Information contained in this publication is intended for informational purposes only and does not constitute legal advice or opinion, nor is it a substitute for the professional judgment of an attorney.
A recent study by independent data privacy research firm Ponemon Institute of 3,317 individuals in six industrialized countries found that employees are moving intellectual property, including trade secrets, outside their companies in all directions.

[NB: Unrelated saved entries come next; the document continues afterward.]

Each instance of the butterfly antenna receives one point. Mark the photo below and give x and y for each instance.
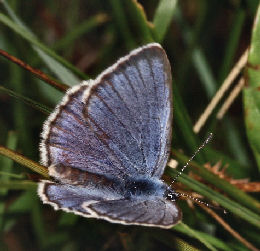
(192, 157)
(201, 202)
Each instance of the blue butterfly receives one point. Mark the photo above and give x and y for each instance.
(107, 143)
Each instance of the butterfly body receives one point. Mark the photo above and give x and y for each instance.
(107, 143)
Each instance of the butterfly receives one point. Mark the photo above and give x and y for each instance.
(107, 143)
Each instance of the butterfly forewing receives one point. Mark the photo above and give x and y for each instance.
(113, 134)
(119, 124)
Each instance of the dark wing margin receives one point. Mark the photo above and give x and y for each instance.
(158, 212)
(119, 123)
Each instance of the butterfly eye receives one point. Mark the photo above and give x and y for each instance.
(171, 195)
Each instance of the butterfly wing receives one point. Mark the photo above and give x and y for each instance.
(119, 123)
(157, 212)
(71, 198)
(107, 204)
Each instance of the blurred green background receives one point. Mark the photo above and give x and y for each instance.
(75, 40)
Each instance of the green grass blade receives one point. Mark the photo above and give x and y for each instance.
(251, 94)
(40, 107)
(82, 29)
(183, 228)
(55, 62)
(227, 203)
(162, 18)
(209, 239)
(222, 184)
(139, 18)
(24, 161)
(122, 23)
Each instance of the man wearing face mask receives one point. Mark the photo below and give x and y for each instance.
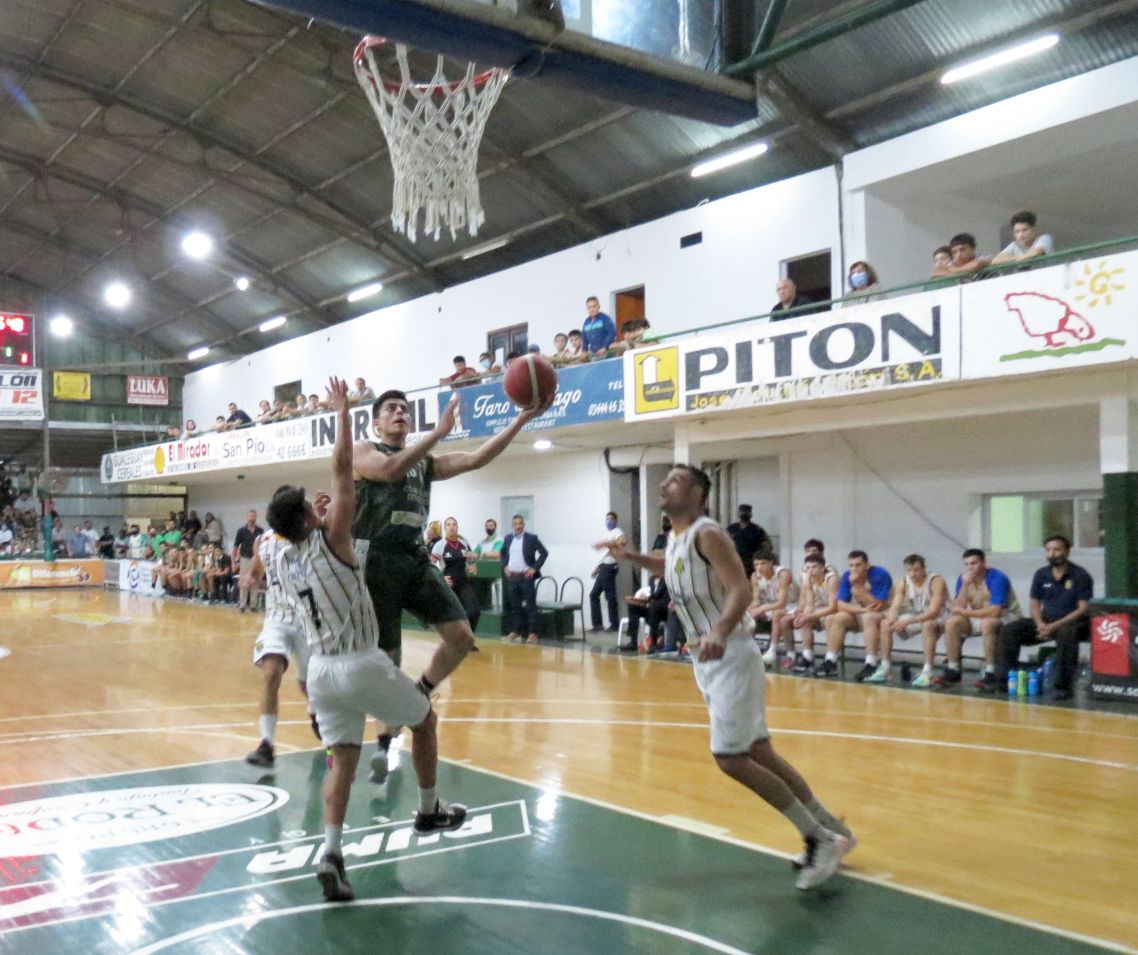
(1061, 593)
(863, 282)
(491, 545)
(605, 576)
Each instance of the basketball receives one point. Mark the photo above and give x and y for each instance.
(529, 380)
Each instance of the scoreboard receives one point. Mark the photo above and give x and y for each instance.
(17, 339)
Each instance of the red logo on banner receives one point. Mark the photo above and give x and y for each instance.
(1111, 644)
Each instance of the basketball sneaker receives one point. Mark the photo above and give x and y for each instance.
(262, 756)
(881, 674)
(445, 817)
(826, 668)
(823, 856)
(923, 680)
(379, 766)
(334, 879)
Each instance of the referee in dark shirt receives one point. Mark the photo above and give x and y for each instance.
(1060, 598)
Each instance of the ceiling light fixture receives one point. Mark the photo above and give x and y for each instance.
(485, 248)
(730, 159)
(117, 294)
(197, 245)
(365, 291)
(1011, 55)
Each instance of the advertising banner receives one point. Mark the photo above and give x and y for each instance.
(134, 576)
(18, 574)
(586, 394)
(71, 385)
(1114, 650)
(1075, 314)
(299, 439)
(148, 389)
(898, 343)
(21, 394)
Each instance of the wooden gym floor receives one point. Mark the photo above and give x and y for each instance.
(602, 824)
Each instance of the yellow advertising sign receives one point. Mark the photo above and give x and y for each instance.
(657, 379)
(71, 385)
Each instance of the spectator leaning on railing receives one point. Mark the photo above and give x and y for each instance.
(1027, 243)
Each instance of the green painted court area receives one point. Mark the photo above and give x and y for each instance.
(220, 858)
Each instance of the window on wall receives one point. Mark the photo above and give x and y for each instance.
(1021, 523)
(502, 342)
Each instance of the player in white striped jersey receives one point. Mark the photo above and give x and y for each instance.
(710, 595)
(773, 590)
(349, 677)
(281, 635)
(918, 607)
(817, 599)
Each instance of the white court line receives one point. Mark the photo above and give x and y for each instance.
(874, 880)
(710, 944)
(1111, 946)
(17, 739)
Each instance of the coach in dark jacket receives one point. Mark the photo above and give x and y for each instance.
(522, 556)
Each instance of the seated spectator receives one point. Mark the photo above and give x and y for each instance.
(488, 367)
(361, 393)
(76, 543)
(965, 261)
(917, 609)
(983, 600)
(789, 299)
(599, 331)
(1025, 244)
(1060, 599)
(105, 544)
(463, 375)
(649, 603)
(237, 418)
(817, 600)
(863, 595)
(773, 590)
(862, 282)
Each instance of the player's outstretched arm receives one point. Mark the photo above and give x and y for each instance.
(459, 462)
(341, 508)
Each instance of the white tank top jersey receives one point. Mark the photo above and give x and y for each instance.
(821, 592)
(697, 593)
(279, 558)
(338, 614)
(917, 599)
(768, 590)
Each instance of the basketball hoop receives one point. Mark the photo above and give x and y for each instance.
(433, 131)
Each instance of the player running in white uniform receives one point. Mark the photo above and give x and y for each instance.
(918, 607)
(710, 595)
(281, 635)
(349, 677)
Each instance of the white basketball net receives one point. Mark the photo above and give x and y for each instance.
(433, 131)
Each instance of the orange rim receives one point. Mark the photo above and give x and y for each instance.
(394, 85)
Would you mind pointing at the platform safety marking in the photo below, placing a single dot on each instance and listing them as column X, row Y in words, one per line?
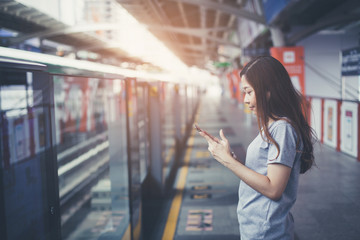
column 199, row 220
column 201, row 187
column 202, row 154
column 201, row 196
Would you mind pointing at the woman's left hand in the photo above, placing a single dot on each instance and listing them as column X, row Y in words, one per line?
column 220, row 149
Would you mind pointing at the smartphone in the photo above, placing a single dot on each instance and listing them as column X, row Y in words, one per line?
column 208, row 134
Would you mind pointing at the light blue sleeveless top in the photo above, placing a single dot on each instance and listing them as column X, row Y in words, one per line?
column 260, row 217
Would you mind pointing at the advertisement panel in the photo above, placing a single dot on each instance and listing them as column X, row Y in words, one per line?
column 330, row 123
column 293, row 60
column 349, row 128
column 316, row 116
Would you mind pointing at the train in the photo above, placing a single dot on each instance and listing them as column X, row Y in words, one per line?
column 86, row 148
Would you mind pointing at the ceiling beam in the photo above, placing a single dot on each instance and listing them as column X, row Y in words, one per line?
column 65, row 31
column 186, row 30
column 227, row 8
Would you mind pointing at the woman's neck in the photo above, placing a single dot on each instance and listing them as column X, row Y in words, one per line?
column 270, row 122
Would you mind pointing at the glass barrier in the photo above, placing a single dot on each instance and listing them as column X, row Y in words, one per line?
column 90, row 122
column 27, row 183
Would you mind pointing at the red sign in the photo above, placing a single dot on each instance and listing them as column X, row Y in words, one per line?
column 293, row 60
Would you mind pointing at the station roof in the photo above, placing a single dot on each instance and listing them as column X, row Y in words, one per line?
column 28, row 22
column 193, row 29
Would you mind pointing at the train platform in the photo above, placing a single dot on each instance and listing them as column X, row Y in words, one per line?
column 205, row 197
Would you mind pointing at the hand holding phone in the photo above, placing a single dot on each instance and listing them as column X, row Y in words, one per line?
column 205, row 132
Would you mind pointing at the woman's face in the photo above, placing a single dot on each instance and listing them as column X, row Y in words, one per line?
column 250, row 98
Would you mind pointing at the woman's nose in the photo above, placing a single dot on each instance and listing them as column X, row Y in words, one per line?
column 246, row 101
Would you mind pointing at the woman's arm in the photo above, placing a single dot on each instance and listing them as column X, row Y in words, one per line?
column 272, row 185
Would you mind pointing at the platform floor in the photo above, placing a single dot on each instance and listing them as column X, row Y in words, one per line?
column 205, row 197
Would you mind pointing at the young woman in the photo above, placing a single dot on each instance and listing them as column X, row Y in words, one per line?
column 275, row 158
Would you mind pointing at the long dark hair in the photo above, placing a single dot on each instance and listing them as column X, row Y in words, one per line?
column 276, row 98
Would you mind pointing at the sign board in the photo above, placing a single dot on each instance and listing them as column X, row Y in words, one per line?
column 350, row 64
column 293, row 60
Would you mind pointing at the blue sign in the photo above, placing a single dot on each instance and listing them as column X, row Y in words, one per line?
column 272, row 8
column 350, row 64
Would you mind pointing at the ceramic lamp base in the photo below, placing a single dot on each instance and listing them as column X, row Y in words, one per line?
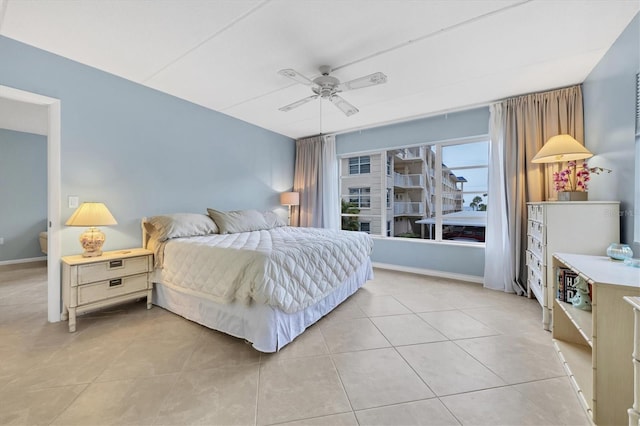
column 92, row 241
column 573, row 196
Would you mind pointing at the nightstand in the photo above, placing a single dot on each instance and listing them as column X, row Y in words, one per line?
column 90, row 283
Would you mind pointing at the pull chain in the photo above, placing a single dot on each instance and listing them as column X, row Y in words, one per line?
column 320, row 115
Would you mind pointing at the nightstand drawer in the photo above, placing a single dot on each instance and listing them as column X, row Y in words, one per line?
column 111, row 288
column 114, row 268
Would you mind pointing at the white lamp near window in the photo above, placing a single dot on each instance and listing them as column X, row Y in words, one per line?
column 561, row 148
column 92, row 215
column 290, row 199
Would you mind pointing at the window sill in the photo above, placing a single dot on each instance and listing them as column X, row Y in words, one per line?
column 422, row 241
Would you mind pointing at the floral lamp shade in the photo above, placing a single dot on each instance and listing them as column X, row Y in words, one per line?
column 92, row 215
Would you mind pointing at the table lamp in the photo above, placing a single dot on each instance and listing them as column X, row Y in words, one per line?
column 92, row 215
column 290, row 199
column 561, row 148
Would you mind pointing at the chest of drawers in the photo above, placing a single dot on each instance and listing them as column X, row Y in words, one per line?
column 90, row 283
column 582, row 227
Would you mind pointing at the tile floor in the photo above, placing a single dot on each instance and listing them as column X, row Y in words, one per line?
column 404, row 350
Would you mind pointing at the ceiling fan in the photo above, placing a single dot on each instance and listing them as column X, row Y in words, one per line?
column 328, row 87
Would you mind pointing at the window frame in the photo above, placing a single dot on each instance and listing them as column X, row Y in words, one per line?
column 360, row 196
column 382, row 152
column 359, row 164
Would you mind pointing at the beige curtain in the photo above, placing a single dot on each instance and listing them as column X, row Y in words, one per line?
column 308, row 181
column 523, row 124
column 316, row 179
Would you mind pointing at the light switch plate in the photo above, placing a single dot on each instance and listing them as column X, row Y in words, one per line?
column 73, row 202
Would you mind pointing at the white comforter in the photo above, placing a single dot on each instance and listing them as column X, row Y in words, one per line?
column 289, row 268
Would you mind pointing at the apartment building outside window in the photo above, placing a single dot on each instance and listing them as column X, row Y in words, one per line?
column 359, row 165
column 435, row 191
column 360, row 197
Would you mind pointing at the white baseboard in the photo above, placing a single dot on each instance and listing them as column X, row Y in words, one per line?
column 430, row 272
column 18, row 261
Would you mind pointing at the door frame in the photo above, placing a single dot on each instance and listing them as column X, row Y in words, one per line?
column 53, row 192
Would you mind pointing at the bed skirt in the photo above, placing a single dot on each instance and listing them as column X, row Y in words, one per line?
column 267, row 328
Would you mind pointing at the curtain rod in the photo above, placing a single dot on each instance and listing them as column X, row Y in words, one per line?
column 437, row 113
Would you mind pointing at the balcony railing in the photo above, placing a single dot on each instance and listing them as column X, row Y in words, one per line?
column 414, row 153
column 408, row 181
column 408, row 208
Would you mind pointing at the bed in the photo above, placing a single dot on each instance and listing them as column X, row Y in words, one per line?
column 246, row 274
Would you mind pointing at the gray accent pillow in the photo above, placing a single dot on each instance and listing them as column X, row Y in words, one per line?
column 162, row 228
column 235, row 221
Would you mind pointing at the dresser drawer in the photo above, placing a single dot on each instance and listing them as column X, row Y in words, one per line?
column 109, row 269
column 104, row 290
column 535, row 212
column 536, row 229
column 536, row 276
column 534, row 262
column 534, row 245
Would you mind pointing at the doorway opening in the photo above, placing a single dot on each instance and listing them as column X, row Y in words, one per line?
column 53, row 192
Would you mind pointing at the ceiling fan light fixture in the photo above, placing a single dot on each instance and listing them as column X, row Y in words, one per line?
column 327, row 87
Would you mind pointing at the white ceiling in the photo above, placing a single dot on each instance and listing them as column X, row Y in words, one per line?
column 24, row 117
column 439, row 55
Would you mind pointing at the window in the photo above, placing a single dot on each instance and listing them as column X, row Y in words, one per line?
column 436, row 191
column 359, row 165
column 360, row 197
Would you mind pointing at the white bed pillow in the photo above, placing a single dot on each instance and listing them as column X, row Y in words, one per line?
column 273, row 220
column 232, row 222
column 162, row 228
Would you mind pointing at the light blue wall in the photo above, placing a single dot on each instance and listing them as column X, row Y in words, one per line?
column 143, row 152
column 609, row 115
column 456, row 259
column 23, row 194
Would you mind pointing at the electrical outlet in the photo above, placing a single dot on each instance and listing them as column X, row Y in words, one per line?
column 73, row 202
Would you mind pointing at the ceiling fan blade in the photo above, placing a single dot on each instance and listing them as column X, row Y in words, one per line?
column 366, row 81
column 296, row 76
column 298, row 103
column 344, row 106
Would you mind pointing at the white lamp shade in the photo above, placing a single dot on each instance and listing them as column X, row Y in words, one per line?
column 91, row 214
column 561, row 148
column 290, row 198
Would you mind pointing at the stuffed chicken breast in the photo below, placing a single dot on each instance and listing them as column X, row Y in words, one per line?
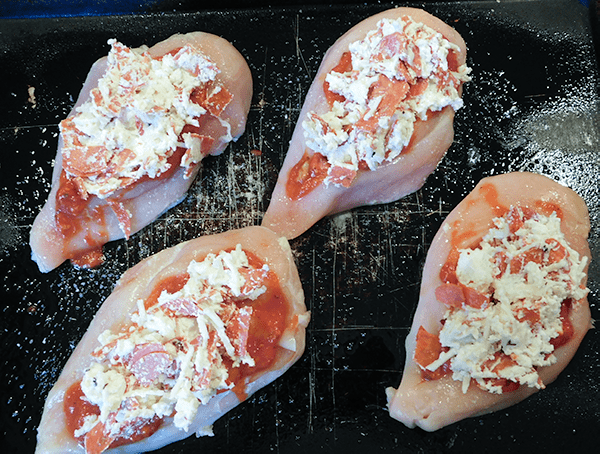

Over half of those surveyed admitted they had emailed business documents to their personal email accounts; 41% said they do this at least once a week. The same percentage of respondents confessed they downloaded company IP to personally-owned tablets or smartphones. A majority of those surveyed did not believe this was “wrong.” The most common justification for data misuse was that “it’s not hurting the company.” 59% of U.S. survey respondents believed it would be fine for a software developer to re-use source code he created for a prior employer, even without permission (a higher percentage than in the U.K., France, China, or South Korea). Furthermore, 37% of the employees polled reported they use file-sharing apps (such as Google Docs™ or Dropbox™) in the cloud, without permission from their employers. The majority of survey respondents admitted they did not take any steps to delete the data after transferring it. Thus, when employees leave, they may retain confidential information, without malice or even forethought. Half of the survey respondents admit they left employment with portions of their former employer’s confidential information, and 40% say they will use it in their new jobs.
This survey exposes several possible risks for employers, including: (a) as companies lose employees, they may also be losing trade secrets to competitors; and (b) as they hire employees, they may be unwittingly receiving the benefit of unfairly retained trade secrets. 51% of the employees polled reported: “My company doesn’t strictly enforce its policies.”
Employers can take several steps to attempt to reduce these risks. One way to minimize the risk of losing proprietary information to former employees is to implement—and enforce—formal training policies for management and employees surrounding data security and privacy. Employers should also consider establishing procedures to monitor and regulate employee access privileges. Likewise, having employees sign well-drafted non-disclosure agreements during employment should help employers combat the loss of company data (including trade secrets) after employees depart.